The $200 billion annual cost for both wars is only a part of the growing expenses faced by Washington.

The annual bill for US intelligence, which employs over 200,000 people, has doubled to $75 billion, in large part to support foreign wars and operations against anti-US Muslim groups.

Costs of occupying Afghanistan rose to $300 billion this year, and will increase sharply next year. Operations in Iraq will total $684 billion in 2009. President Barack Obama’s plans to withdraw all US troops from Iraq by 2011 may encounter serious delays and snags as resistance resumes and the underground Ba’ath Party become more active.

Washington spends $25 billion funding foreign armies, the bulk of which goes to the Mideast, Afghanistan, Iraq and Pakistan. Aid to Islamabad will rise to $15 billion over the next five years, including secret `black’ payments.

The US supports 168,000 `contractors’ in Iraq, many of them gunmen. CIA runs 74,000 mercenaries in Afghanistan. The new fortified, 104-acre US Embassy in Baghdad will cost $700 million; the new embassy in Islamabad, $800 million. Islamic militants call them `crusader castles.’

Add to these costs the expense of maintaining fleets in the Gulf and Indian Ocean, and military bases in the Gulf and Diego Garcia to support operations in Iraq and Afghanistan; hugely expensive military airlift; $400 per gallon fuel delivered to US forces in Afghanistan; and, of course, financial inducements to many smaller nations to send handfuls of troops to Afghanistan and Iraq. Also an important part of the annual $93 billion in veterans benefits.
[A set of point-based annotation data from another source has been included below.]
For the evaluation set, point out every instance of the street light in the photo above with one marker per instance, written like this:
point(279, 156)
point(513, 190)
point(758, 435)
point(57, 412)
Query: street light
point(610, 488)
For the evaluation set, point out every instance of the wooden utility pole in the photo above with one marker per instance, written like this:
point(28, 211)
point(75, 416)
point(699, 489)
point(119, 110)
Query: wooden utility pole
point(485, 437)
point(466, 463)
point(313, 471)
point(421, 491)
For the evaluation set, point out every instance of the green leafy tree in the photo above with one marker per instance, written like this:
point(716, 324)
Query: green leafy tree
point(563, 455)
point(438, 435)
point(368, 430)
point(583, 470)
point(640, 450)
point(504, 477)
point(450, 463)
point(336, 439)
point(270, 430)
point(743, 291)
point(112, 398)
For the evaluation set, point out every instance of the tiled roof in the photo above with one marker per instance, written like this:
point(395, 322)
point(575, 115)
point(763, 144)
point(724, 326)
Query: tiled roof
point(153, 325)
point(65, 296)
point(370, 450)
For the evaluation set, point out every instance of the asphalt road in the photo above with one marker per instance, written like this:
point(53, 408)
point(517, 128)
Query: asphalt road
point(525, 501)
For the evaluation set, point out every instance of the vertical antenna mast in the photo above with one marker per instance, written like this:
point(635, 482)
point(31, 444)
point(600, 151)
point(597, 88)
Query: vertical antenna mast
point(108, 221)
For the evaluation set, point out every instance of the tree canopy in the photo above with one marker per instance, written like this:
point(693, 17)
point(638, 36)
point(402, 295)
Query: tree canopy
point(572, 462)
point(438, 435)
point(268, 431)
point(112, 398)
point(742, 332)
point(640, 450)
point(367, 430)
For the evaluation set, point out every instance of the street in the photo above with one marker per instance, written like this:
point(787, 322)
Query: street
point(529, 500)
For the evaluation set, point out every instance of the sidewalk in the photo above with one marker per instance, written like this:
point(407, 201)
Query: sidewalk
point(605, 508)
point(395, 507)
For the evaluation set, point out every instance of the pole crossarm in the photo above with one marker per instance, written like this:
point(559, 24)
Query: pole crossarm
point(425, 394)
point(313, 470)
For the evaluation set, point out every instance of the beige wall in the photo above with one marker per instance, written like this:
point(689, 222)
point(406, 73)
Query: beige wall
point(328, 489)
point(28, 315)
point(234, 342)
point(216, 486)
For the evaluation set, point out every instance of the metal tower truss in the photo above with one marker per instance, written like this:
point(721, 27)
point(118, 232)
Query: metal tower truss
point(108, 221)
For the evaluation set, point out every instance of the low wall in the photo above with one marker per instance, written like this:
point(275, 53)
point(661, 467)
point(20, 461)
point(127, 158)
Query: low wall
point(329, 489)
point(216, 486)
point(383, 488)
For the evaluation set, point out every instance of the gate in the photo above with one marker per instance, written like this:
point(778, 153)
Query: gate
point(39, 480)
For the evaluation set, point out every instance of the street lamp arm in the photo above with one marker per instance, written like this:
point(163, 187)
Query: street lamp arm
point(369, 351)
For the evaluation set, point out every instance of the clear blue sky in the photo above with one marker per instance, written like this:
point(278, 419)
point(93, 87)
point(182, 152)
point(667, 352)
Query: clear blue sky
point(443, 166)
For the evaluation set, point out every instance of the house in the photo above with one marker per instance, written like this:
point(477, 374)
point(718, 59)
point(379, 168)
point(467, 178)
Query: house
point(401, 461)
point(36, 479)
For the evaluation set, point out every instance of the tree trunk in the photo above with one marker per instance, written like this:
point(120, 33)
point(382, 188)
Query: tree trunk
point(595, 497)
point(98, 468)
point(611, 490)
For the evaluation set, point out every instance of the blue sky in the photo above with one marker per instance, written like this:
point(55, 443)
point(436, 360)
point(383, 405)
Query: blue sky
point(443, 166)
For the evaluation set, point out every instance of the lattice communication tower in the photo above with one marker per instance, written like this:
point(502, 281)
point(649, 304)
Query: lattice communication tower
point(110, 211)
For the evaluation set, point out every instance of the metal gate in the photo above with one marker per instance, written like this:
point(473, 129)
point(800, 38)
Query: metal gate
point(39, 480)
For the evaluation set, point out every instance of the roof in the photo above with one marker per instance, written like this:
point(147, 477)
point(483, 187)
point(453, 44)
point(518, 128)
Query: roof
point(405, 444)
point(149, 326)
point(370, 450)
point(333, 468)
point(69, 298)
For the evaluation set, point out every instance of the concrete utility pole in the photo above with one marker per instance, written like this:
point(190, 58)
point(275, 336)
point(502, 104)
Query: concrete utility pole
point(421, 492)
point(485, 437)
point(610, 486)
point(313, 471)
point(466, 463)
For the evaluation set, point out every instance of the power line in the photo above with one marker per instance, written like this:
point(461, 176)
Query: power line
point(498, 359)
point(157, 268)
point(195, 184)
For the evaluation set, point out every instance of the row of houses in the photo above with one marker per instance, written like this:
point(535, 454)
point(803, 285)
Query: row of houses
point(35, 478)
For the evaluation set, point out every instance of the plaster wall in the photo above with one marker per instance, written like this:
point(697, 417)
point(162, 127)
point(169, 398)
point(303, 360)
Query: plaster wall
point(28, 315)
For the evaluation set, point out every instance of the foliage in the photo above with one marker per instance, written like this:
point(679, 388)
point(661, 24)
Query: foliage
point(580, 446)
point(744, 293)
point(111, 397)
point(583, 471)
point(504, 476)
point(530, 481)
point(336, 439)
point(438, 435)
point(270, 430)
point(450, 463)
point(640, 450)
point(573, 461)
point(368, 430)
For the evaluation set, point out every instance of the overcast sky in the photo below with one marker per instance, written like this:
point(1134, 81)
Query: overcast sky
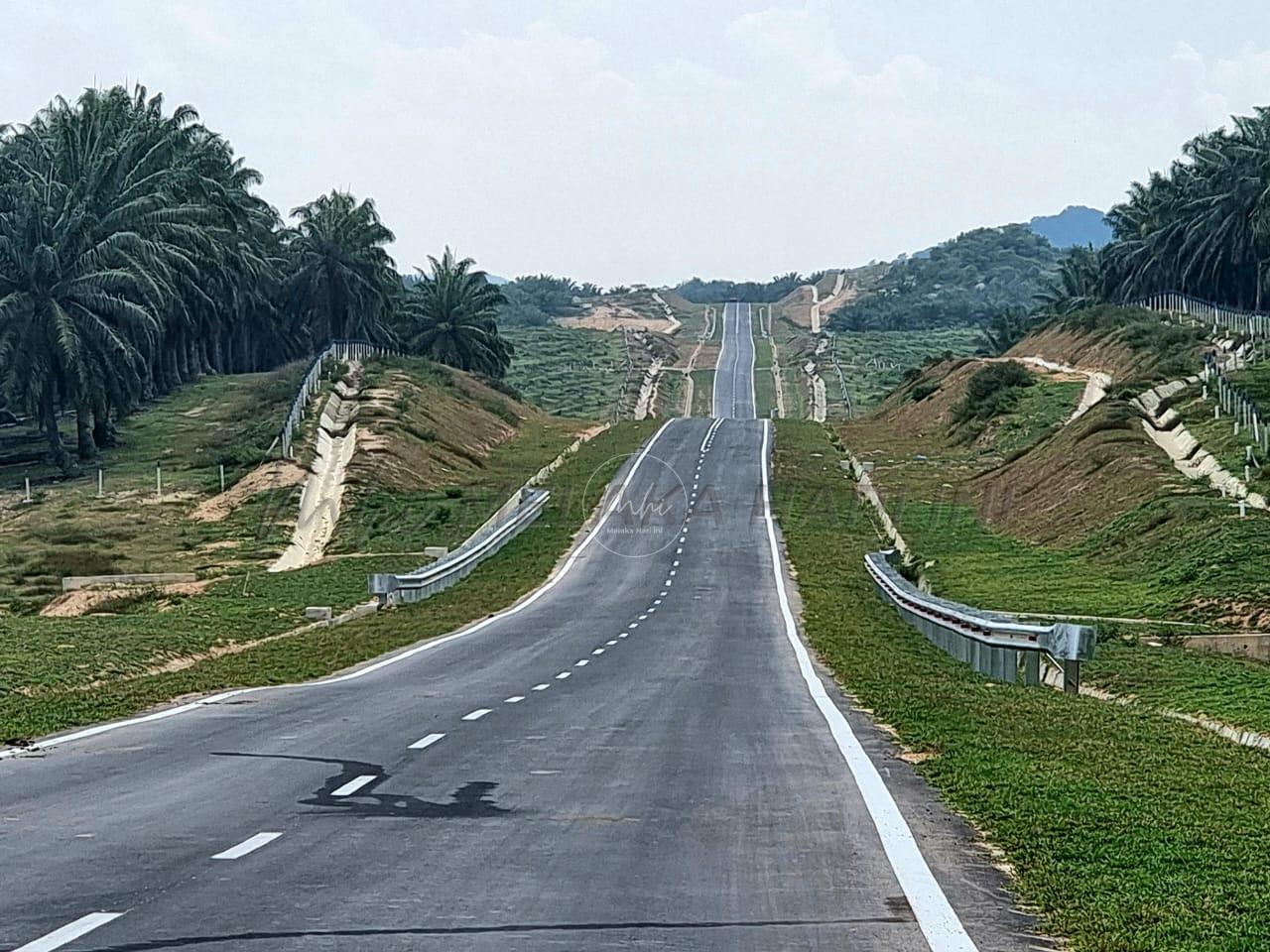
point(656, 140)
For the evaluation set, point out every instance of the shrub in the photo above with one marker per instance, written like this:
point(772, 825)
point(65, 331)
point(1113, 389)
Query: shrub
point(993, 390)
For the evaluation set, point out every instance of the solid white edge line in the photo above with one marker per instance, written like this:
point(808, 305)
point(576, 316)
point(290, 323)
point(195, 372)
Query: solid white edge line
point(354, 784)
point(68, 933)
point(753, 359)
point(249, 846)
point(553, 580)
point(722, 349)
point(935, 915)
point(426, 742)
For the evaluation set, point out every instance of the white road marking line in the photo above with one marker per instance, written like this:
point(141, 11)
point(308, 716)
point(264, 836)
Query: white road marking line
point(354, 784)
point(371, 667)
point(249, 846)
point(935, 915)
point(68, 933)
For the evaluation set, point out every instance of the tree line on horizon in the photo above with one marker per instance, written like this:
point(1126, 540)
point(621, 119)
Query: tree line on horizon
point(136, 257)
point(1201, 227)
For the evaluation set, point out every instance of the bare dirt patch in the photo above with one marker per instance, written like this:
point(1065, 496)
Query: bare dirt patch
point(272, 475)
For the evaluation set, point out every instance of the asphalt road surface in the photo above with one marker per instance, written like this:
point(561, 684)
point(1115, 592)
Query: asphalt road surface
point(640, 756)
point(734, 371)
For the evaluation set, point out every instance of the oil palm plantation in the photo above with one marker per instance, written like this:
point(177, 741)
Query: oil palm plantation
point(449, 316)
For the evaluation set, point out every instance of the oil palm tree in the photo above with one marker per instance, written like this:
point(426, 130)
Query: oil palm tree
point(449, 316)
point(341, 281)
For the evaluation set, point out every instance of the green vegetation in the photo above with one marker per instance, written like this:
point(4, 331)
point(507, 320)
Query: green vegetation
point(534, 299)
point(875, 362)
point(68, 531)
point(962, 282)
point(568, 371)
point(137, 259)
point(153, 652)
point(448, 316)
point(1124, 829)
point(1202, 227)
point(710, 293)
point(993, 390)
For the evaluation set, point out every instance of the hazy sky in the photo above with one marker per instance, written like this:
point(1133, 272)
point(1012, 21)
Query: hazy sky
point(654, 140)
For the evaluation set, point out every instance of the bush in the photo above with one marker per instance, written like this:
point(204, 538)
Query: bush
point(993, 390)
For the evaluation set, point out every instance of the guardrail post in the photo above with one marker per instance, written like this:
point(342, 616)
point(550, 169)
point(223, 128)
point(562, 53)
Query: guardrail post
point(1071, 676)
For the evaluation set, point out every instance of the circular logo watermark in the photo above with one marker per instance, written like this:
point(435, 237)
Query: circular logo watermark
point(648, 513)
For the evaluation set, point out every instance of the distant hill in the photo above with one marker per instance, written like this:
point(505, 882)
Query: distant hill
point(1075, 225)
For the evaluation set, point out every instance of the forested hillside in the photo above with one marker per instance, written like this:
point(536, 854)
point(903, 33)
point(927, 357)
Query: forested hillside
point(968, 281)
point(135, 257)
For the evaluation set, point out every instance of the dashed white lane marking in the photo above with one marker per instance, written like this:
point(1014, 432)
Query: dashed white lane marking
point(354, 784)
point(68, 933)
point(935, 915)
point(249, 846)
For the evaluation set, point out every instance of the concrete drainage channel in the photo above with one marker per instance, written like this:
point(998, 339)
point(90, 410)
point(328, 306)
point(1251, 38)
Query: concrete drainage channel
point(996, 645)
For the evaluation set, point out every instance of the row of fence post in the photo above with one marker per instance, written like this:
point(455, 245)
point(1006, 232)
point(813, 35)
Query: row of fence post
point(1251, 322)
point(1232, 400)
point(338, 350)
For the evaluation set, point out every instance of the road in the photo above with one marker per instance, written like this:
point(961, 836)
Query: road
point(639, 756)
point(734, 371)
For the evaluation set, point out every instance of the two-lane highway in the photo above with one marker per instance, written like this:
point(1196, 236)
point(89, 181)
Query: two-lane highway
point(642, 754)
point(734, 371)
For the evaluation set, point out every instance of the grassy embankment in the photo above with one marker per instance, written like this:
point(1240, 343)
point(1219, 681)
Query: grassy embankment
point(1083, 520)
point(68, 531)
point(874, 362)
point(1127, 830)
point(62, 673)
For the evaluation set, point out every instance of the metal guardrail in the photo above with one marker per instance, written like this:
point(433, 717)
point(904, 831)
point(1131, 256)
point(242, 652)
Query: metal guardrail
point(996, 645)
point(426, 581)
point(1251, 322)
point(336, 350)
Thus the real cost of Afghanistan and Iraq are much higher than $200 billion annually. Yet President Obama, heedless of such costs, appears determined to expand the Afghan War. It seems clear that Obama has fallen increasingly under the influence of America’s powerful military-industrial-financial complex and neoconservative war party. In short, the same calculus of forces that guided the Bush administration.

Even America’s mighty economy cannot for long support waging wars across the Muslim world. Unaffordable wars have been the ruin of many an empire, and the American Raj seems headed in the same direction as Nobel Peace Prize winner Barack Obama plunges ever deeper into the Afghan quagmire.